Nos
lugares de diversão que havia em Buenos Aires, participavam
todas as classes sociais, desde o gaucho, o compadrito,
o niño bien, até aos trabalhadores,
desde os malandros até às obreritas em
busca de distracção.
O tango
está presente em todos os acontecimentos sociais, históricos
e culturais. A relação entre homem e mulher (o símbolo
do abraço), a improvisação e a liberdade são
elementos constantes nesta dança. Formam no seu conjunto
uma base sólida.
O encontro
entre homem e mulher são um ritual fundamental do tango,
mas nem sempre foi assim.

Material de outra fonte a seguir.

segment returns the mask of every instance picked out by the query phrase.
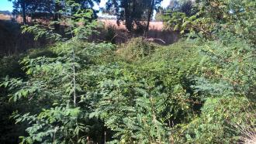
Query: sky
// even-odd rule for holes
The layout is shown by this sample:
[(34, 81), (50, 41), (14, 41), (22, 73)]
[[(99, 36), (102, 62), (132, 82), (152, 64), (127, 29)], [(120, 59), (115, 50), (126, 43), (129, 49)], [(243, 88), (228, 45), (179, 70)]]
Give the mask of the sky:
[(0, 10), (12, 12), (12, 2), (8, 0), (0, 0)]
[[(168, 6), (171, 0), (163, 0), (161, 5), (165, 8)], [(104, 7), (107, 0), (102, 0), (99, 5), (95, 5), (95, 9), (98, 9), (99, 8)], [(9, 2), (8, 0), (0, 0), (0, 10), (5, 11), (9, 10), (12, 11), (12, 2)]]

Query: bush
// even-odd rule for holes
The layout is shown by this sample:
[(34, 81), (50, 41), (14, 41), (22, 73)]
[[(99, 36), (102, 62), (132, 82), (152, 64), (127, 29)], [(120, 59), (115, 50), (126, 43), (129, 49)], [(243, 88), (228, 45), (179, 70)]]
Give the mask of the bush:
[(143, 37), (133, 38), (126, 43), (121, 44), (117, 50), (123, 60), (127, 61), (134, 61), (152, 54), (156, 48), (156, 44), (148, 42)]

Somente em situações de
extrema necessidade, os pares são do mesmo sexo.
Para
Carlos Matias, professor de tango, "é mais comum dançar
com pessoas do sexo oposto". Existe em Buenos Aires a "Marshall
milonga" cujo figura típica são dois homens
abraçados. O início do tango era preconizado por
dois homens, mas não abraçados. Hoje em dia, o abraço é apertado.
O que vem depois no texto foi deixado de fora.